All in all the F-104 wasnt a bad design, its main fault being lack of non-moving horizontal tail surfaces that made it very difficult to control and low speed and high AoA. If it had fully rotating tail surfaces than it would have been a jet very comparable to the Mirage F-1.
Also the F-8 had a very high wing loading much like the F-104. I think its advantage was that it had all-moving tail surfaces, making it much more controllable at low speed. But then it had to use a hinged wing that would rotate the wing AoA to around 30deg so the pilot could see the ship on a carrier approach.
The Draken was a jet that was way ahead of its time, much superior to the Viggen even, capable of extreme AoA maneuvers similar to todays FBW fighers. I would think that it was Swedens policy of only selling to neutral non-aligned countries that prevented it from being an export success.
Not really the point of advanced military jet training. It should be an introduction to the basics of tactical employment of an aircraft, and I’m using “tactical” very loosely here. Stepping stones……one must crawl before they walk, and walk before they run.
It sounds to me that they want more than just a LIFT but rather a fully advanced trainer that will free up use of fighters from any advanced training. So it looks like they wont accept anything less than a K-50 class of light figher.
Some data of the fighter-force only from 1939-1945.
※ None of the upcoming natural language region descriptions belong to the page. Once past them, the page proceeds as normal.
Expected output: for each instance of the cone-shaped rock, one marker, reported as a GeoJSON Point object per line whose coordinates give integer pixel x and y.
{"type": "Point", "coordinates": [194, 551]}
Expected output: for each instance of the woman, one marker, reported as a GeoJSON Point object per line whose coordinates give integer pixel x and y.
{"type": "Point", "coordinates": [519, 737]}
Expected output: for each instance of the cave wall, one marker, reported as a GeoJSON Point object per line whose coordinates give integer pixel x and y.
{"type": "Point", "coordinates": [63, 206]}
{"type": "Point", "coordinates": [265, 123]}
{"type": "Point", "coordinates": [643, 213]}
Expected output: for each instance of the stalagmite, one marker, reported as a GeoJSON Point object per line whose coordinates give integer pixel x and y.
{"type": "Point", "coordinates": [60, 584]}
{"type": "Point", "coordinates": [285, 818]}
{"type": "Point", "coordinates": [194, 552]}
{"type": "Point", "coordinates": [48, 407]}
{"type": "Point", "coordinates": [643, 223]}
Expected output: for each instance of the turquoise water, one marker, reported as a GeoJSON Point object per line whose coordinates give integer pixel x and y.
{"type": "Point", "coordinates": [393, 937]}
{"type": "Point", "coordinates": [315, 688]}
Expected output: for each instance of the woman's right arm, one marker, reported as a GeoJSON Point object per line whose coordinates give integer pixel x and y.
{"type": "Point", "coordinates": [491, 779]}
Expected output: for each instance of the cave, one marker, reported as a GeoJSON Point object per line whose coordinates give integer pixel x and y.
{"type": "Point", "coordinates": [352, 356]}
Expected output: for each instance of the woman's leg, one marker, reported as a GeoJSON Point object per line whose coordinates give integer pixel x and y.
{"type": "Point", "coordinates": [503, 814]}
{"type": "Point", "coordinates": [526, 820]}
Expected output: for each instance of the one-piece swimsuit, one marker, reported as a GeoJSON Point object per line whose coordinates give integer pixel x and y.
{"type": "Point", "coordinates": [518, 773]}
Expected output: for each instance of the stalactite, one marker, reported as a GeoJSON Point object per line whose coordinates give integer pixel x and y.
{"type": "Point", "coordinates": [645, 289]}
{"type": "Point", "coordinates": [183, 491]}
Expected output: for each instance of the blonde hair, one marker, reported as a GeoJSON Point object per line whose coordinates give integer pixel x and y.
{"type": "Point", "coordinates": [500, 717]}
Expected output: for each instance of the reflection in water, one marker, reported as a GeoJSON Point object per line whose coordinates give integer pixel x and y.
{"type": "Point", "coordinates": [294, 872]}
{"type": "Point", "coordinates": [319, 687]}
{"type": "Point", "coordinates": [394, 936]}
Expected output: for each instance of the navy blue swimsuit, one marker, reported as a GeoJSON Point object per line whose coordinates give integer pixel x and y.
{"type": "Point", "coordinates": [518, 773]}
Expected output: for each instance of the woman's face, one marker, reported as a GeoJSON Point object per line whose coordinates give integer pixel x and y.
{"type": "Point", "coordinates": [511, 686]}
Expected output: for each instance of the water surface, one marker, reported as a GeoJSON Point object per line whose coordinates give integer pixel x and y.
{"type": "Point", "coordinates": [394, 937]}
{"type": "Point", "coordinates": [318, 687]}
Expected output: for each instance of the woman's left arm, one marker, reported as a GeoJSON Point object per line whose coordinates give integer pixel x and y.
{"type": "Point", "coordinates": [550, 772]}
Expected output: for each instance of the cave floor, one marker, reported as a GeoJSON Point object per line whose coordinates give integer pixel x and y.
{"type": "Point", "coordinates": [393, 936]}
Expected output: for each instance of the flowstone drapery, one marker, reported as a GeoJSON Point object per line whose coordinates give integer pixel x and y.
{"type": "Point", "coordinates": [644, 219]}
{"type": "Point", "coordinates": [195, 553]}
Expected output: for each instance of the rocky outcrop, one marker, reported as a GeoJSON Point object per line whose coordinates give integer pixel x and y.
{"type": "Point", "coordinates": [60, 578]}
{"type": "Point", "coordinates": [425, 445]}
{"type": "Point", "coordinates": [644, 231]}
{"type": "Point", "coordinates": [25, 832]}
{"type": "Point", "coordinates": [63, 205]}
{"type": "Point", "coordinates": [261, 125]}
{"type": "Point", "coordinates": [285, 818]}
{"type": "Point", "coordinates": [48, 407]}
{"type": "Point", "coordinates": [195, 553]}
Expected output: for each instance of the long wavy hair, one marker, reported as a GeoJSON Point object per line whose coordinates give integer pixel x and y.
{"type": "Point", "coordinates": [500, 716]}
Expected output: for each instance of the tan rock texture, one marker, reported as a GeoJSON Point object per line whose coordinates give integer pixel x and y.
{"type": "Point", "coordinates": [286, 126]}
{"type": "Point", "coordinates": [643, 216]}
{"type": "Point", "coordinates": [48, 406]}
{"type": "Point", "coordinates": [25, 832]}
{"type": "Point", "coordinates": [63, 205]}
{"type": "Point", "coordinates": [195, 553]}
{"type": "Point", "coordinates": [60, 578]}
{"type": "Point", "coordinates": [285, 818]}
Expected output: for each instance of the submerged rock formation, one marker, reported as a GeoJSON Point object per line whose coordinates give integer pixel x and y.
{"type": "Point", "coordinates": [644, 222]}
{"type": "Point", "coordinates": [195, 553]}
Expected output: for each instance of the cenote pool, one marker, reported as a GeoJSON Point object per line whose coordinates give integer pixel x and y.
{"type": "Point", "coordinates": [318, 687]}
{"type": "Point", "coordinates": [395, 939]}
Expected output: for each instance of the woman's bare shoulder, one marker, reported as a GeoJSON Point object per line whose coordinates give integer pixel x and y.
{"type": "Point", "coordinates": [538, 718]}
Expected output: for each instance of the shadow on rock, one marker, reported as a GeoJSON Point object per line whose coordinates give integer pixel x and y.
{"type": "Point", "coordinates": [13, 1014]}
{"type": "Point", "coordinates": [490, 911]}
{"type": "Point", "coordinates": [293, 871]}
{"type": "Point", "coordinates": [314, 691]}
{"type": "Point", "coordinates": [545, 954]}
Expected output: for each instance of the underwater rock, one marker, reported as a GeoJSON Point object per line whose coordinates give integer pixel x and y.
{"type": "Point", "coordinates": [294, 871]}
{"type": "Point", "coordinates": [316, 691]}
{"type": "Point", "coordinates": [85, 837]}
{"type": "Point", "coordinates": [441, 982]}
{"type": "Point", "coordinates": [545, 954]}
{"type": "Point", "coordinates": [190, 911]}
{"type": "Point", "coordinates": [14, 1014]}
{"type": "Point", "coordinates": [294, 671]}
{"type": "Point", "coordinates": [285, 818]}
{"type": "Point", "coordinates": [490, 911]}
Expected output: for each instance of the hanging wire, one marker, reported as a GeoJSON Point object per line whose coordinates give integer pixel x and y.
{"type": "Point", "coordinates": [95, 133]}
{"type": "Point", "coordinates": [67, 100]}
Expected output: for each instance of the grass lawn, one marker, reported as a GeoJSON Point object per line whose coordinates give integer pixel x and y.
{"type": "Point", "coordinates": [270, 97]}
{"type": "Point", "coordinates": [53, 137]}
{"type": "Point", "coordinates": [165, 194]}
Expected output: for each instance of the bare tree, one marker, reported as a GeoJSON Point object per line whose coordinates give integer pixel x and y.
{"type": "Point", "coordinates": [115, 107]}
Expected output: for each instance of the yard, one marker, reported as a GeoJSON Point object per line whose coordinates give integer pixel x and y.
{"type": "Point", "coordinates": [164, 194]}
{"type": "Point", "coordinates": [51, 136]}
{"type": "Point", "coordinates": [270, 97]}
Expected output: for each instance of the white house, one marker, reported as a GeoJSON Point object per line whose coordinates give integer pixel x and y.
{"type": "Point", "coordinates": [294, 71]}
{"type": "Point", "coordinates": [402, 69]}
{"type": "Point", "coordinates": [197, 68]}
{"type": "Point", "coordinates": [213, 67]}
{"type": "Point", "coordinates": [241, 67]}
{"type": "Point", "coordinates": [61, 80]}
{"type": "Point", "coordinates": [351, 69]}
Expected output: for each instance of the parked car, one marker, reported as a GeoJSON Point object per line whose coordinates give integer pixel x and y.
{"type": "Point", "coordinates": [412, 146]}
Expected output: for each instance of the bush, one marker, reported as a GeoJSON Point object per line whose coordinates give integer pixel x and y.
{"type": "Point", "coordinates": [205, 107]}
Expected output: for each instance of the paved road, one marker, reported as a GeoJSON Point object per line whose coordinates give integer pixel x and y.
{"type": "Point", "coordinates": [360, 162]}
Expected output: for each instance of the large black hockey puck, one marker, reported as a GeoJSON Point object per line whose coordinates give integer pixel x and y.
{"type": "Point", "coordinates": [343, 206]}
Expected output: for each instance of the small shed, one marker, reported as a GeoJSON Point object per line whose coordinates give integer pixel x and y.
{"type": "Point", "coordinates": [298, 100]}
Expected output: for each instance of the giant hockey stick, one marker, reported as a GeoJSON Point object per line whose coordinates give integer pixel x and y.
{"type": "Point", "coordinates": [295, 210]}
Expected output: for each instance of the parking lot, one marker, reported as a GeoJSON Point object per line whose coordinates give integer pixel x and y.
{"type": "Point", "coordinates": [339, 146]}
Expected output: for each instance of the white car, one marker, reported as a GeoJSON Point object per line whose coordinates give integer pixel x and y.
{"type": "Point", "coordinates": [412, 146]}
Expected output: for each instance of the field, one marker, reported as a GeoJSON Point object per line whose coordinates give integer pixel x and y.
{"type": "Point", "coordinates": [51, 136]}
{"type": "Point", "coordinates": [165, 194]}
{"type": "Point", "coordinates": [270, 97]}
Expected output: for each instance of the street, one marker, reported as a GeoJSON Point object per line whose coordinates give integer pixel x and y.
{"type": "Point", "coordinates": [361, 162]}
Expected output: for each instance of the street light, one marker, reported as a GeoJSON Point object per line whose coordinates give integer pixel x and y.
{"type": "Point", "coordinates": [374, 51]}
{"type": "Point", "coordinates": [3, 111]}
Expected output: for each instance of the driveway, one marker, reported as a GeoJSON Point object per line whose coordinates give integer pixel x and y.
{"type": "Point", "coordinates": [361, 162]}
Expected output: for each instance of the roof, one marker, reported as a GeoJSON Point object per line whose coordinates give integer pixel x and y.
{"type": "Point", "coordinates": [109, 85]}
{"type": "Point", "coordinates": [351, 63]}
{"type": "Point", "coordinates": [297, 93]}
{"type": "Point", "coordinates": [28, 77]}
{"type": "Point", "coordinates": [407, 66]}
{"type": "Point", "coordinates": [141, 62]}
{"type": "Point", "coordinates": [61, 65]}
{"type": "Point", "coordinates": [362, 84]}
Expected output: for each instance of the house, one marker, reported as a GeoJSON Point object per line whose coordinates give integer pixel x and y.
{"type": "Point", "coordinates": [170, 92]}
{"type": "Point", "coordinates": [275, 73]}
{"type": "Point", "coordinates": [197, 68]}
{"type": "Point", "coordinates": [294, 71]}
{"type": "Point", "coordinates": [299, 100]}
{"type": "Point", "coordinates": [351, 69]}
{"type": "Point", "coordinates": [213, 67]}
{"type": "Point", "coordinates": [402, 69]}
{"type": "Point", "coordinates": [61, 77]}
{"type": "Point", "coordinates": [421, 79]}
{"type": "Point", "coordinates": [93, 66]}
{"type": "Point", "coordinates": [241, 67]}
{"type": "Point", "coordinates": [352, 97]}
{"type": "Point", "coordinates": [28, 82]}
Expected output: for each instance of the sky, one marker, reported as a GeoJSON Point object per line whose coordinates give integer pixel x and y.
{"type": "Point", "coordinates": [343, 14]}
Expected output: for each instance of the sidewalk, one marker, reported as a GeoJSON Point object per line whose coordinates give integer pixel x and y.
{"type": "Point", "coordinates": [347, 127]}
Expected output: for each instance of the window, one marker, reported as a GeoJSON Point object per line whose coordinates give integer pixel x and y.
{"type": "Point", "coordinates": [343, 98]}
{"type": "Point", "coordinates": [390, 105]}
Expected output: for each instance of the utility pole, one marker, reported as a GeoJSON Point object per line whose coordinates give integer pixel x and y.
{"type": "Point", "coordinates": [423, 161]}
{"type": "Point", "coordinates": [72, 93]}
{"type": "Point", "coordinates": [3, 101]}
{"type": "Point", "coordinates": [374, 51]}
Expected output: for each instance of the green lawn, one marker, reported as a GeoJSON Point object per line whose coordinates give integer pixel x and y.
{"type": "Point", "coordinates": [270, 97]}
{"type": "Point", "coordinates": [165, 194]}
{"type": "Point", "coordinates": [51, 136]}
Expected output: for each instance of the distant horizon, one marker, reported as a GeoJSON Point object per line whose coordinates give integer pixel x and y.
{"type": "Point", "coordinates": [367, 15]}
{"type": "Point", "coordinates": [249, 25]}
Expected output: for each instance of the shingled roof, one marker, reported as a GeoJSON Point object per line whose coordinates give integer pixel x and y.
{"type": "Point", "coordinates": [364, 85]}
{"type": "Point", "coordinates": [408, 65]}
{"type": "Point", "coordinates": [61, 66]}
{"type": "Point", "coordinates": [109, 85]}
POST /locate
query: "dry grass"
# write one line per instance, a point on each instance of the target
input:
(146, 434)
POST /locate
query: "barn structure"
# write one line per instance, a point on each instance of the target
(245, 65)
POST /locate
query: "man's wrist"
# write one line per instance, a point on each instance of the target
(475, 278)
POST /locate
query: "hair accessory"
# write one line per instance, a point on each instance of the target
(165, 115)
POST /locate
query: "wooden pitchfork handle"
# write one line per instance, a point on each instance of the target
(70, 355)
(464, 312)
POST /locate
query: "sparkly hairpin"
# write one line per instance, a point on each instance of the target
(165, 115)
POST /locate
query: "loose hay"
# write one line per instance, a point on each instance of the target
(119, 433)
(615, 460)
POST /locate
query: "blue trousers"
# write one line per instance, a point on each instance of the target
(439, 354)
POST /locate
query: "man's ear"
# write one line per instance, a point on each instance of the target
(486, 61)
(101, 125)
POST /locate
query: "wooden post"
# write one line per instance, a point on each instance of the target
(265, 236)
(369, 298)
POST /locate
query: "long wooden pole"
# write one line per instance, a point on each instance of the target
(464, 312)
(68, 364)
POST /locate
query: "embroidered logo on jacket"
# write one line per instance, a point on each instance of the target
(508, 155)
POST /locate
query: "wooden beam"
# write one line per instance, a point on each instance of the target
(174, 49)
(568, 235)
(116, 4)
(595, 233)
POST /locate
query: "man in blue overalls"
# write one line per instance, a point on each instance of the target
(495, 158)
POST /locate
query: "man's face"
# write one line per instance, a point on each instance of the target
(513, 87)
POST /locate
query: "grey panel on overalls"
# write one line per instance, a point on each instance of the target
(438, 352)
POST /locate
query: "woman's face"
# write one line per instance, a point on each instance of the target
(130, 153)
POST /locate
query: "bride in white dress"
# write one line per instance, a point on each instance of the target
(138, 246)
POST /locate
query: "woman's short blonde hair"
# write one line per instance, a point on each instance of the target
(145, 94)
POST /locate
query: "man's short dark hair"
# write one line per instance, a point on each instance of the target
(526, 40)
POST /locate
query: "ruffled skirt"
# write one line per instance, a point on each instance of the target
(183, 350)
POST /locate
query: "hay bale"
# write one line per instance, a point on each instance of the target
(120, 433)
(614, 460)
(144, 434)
14300 soldiers killed and 10800 wounded.
Im pretty sure they lost more than 14,000 pilots
Several thousands went into captivity.
From mid 1944 most German aircraft were destroyed on the ground by bombing, strafing or ground forces.
Ive seen figures that show that aircraft losses closely matched pilot losses, unless you are counting aircraft destroyed in factories. Most losses were on the eastern front where there was no major bombing campaign.
The last year of WW2 generated 50% of the total of German aircraft losses.
Germany started the war with 4000 aircraft in their entire air force, by mid-1944 their production peaked to 4000 a month of just the Me-109
Create tomorrow’s Freedom Fighter, a trainer that can also be bought as a fighter.
Youre idea was already tried, it was called the F-20 Tigershark, it did not sell because it turned out to not be significantly better than the F-5E
since they said they will use an existing design.. dibs say a modified version of the L-159.
Northrup is also in the running for this competition, so the F-5F might turn out to be an entry if existing designs are wanted
Do you have references for those statements?
Ive seen these casualty statistics a couple of times in books but I cant find them anywhere on the net. Maybe someone here would know where to find them: losses of german WW2 pilots vs total number who served.
Schorsch- Of course I could be wrong about german public opinion, Im only going by what I read.
Just as an illustration of the maneuvering advantage the Draken held, I found this footage on youtube of Drakens doing the cobra maneuver:
http://www.youtube.com/watch?v=jqiDEcfSnXs&feature=related
which starts at 1min 50sec
That’s interesting. Its hard to imagine the word “German” and “minimally trained” in the same sentence but sometimes truth is stranger than fiction.
It took a long time for the german economy to recover from the devastation of WW2 so I would guess the political climate was sort of anti-military. Also ex-Luftwaffe personal were blamed by the public for losing the war, although only about 2000 out of 70,000 pilots survived so there were not a lot left to blame. Incidentally Erich Hartmann was against the idea of acquiring F-104s and his opposition caused damage to his military career.